Biologically inspired flight : the autonomous control of a quadcopter using spiking neural networks

Smith, Durham Valdon (2015-12)

Thesis (MEng)--Stellenbosch University, 2015.

Thesis

ENGLISH ABSTRACT: With the recent increase in the availability and popularity of micro aerial vehicles new methods for their autonomous control should be investigated. In this project the autonomous control of a flying drone using biologically inspired models is investigated. The models that are investigated for this project are those of the various neurological structures which form the insect's visual system. The models for the processes which take place in an insect’s lamina, medulla and lobula and are responsible for contrast enhancement, motion detection and collision detection are used to build a system which allows the drone to navigate an enclosed testing environment without collision. These models are implemented and tested in iqr, a spiking neural network simulator able to interface with external hardware. Additional models for colour extraction and tracking using spiking neural networks are also developed and tested using iqr. The models are combined to form two systems. The first of these systems uses the models from the insect’s visual system to create a system that allows the drone to navigate a constrained testing environment without collision. The second system uses the models developed for colour tracking and following to allow the drone to follow a colour object that appears in its visual environment. The results show that the system developed for autonomous navigation works successfully every time and that the system developed for tracking a coloured object worked as long as the coloured object is present in the system's field of view. The results show promise for the use of biologically inspired models for autonomous control of vehicles, especially now with the advances being made in parallel computing and neuromorphic computing. Suggestions for topics of investigation that would improve the systems created during this project as well as in this field in general are also given.
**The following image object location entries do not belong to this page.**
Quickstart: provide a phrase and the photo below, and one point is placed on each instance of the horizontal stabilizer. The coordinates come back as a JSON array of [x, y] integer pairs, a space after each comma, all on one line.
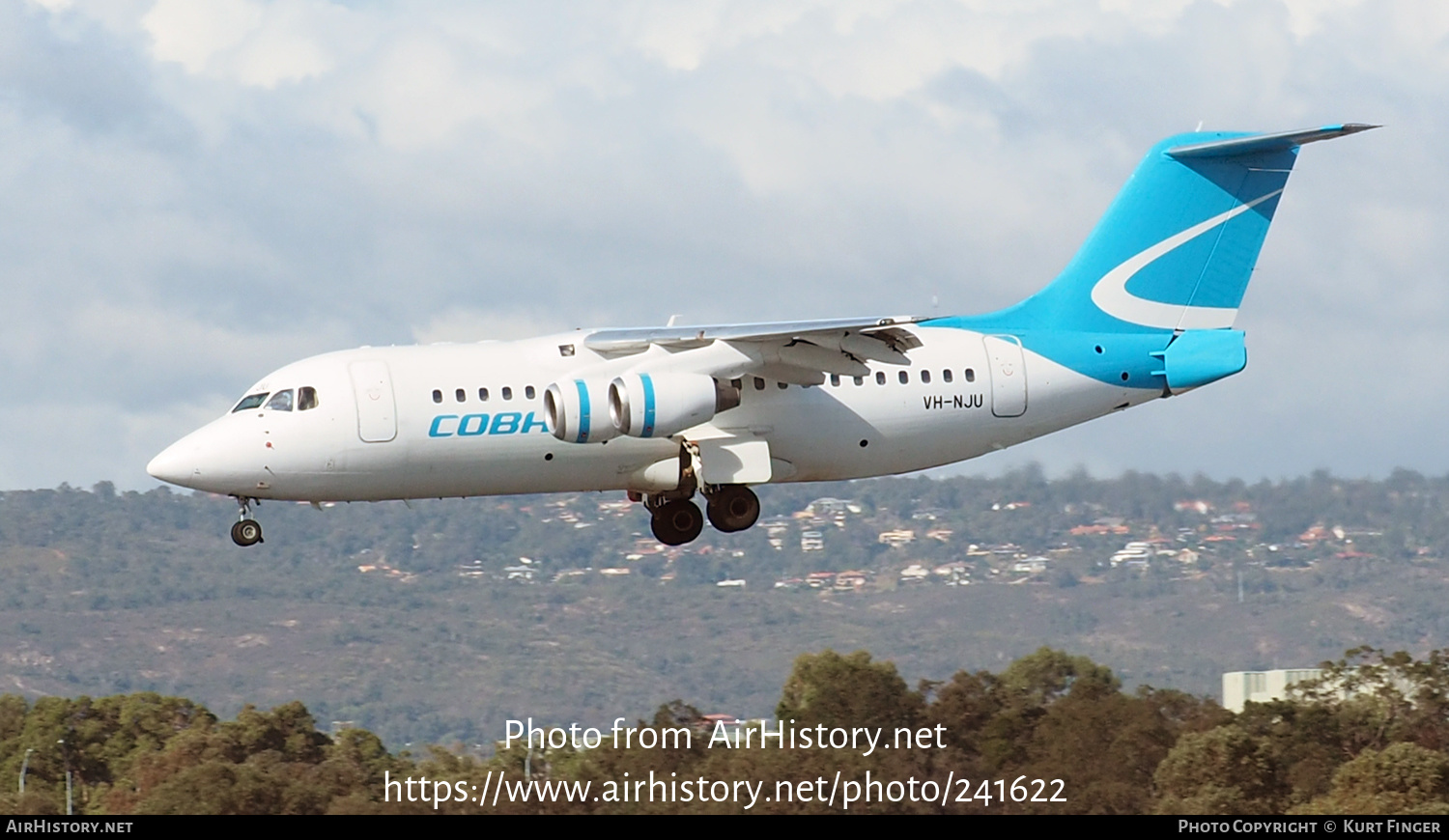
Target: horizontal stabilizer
[[1257, 144], [1200, 356]]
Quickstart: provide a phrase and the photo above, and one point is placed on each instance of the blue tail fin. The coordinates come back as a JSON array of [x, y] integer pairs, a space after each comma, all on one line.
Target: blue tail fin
[[1179, 243]]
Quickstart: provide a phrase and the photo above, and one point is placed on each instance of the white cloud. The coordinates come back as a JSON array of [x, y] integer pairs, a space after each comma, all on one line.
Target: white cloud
[[193, 193]]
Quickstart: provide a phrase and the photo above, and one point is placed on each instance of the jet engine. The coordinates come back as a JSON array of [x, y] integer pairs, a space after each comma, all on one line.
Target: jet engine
[[576, 411], [663, 405]]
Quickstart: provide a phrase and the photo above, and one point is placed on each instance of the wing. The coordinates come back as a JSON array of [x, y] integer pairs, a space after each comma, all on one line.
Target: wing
[[797, 352]]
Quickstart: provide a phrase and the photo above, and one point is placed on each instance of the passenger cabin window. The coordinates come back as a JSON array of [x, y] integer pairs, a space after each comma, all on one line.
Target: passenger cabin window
[[249, 402], [280, 402]]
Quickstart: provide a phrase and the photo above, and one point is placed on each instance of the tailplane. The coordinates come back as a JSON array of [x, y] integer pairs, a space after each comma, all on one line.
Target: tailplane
[[1177, 246]]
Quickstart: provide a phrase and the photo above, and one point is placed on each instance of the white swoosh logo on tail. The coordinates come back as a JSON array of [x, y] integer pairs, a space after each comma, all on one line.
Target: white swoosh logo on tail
[[1110, 294]]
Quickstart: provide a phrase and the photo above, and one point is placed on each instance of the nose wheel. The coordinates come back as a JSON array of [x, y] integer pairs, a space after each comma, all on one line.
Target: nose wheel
[[246, 532]]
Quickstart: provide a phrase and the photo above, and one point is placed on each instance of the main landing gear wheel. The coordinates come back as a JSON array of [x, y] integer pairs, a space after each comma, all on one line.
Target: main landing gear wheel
[[677, 521], [733, 507], [246, 532]]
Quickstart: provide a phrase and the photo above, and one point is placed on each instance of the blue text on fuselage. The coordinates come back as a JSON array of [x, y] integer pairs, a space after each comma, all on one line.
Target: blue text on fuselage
[[477, 425]]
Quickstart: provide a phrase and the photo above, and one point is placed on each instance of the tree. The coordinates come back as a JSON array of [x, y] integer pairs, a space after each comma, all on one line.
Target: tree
[[1222, 770], [1403, 778]]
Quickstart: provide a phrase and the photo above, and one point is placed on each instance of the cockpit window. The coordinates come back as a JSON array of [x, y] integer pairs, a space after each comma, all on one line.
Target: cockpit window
[[280, 402], [249, 402]]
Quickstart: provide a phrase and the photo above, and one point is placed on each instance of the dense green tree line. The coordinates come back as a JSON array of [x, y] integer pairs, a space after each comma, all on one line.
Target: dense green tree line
[[1370, 738]]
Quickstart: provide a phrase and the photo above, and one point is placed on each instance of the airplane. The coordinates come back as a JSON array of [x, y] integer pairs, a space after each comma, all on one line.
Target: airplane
[[1144, 310]]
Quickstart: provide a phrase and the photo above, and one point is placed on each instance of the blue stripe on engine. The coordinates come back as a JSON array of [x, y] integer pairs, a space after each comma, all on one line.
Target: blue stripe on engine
[[648, 405], [582, 410]]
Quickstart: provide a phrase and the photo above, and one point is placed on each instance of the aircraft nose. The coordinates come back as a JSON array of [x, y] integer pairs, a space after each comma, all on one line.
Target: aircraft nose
[[174, 465]]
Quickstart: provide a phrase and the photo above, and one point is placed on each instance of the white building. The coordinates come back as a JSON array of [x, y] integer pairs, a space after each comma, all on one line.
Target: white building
[[1240, 686]]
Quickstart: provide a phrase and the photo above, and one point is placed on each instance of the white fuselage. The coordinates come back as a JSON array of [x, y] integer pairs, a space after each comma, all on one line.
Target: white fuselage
[[413, 423]]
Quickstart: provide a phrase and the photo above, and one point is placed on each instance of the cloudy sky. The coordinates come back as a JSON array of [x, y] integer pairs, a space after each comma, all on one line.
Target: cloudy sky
[[196, 191]]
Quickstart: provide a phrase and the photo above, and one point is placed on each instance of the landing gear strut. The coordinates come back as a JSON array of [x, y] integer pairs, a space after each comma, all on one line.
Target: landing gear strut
[[732, 507], [246, 532]]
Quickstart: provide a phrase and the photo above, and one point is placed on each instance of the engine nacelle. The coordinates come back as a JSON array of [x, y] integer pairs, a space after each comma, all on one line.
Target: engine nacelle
[[576, 411], [663, 405]]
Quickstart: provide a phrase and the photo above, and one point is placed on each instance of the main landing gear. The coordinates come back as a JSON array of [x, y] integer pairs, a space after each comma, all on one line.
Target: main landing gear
[[732, 507], [246, 532]]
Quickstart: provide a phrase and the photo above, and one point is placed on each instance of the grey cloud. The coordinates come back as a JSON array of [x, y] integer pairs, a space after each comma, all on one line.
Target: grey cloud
[[167, 237]]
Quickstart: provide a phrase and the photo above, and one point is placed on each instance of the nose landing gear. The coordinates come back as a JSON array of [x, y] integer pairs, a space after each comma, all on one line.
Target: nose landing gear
[[246, 532]]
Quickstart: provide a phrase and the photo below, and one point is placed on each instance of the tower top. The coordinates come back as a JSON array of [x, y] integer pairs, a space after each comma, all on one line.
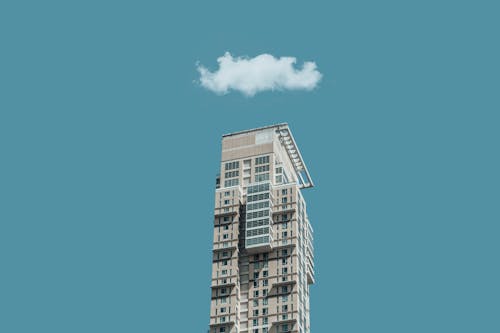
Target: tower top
[[285, 137]]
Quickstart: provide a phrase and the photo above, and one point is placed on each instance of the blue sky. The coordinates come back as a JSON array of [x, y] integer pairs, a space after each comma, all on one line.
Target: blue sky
[[107, 143]]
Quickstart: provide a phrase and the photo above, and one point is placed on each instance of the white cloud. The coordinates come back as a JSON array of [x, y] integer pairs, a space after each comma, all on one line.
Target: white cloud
[[253, 75]]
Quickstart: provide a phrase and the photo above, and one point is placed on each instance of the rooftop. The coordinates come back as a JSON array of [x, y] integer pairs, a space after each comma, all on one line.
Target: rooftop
[[288, 142]]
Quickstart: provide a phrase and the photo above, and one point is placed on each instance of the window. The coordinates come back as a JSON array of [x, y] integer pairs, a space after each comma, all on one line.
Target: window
[[261, 177], [262, 168], [231, 174], [232, 165], [231, 182], [262, 160]]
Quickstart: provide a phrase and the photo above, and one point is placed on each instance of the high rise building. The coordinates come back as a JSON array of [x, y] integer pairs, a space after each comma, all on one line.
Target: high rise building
[[262, 252]]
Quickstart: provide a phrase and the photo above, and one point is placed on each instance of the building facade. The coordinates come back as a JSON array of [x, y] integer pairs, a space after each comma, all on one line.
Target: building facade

AFRIKAANSE OPSOMMING: Die huidige toename in die gewildheid en beskikbaarheid van mikrolugvaartuie noop die ondersoek na nuwe metodes van outonome beheer. Hierdie projek ondersoek die outonome beheer van ’n onbemande vliegtuig wat biologies geinspireerde modelle gebruik. Die modelle wat ondersoek word is die verskeie neurologiese strukture wat deel uitmaak van ’n insek se visuele of sig-sisteem. Modelle om die prosesse wat in die lamina, medulla en lobula van 'n insek plaasvind en verantwoordelik is vir kontrasverhoging, beweging en botsing word gebruik om ’n sisteem te bou wat die vliegtuig toelaat om ’n geslote eksperimentele area te navigeer sonder dat botsings plaasvind. Die modelle is geimplementeer en getoets in iqr, ’n "spiking neural network"nabootser met koppelvlakke aan eksterne hardeware. Addisionele modelle vir kleurekstraksie en volging met die gebruik van "spiking neural networksïs ook ontwikkel en met behulp van iqr getoets. Die modelle is gekombineer om twee sisteme te vorm. Die eerste sisteem gebruik modelle van die insek se visuele sisteem om die vliegtuig toe te laat om in 'n beperkte eksperimentele omgewing te beweeg sonder om botsings toe te laat. Die tweede sisteem maak gebruik van die modelle ontwikkel vir kleuridentifikasie en volging om die vliegtuig toe te laat om ’n voorwerp te volg wat in sy sigveld verskyn. Die resultate toon aan dat die sisteem ontwikkel vir outonome navigering keer op keer suksesvol is. Die opsporing van 'n gekleurde voorwerp is suksesvol solank die gekleurde voorwerp in die sisteem se sigveld is. Die resultate toon die potensiaal vir die gebruik van biologies geinspireerde modelle vir outonome beheer van voertuie, veral nou met parallelle vooruitgang in rekenaar en neuromorfiese rekenaar ontwikkeling. Voorstelle vir onderwerpe vir verdere ondersoeke en wat ook die sisteem sal verbeter word gemaak.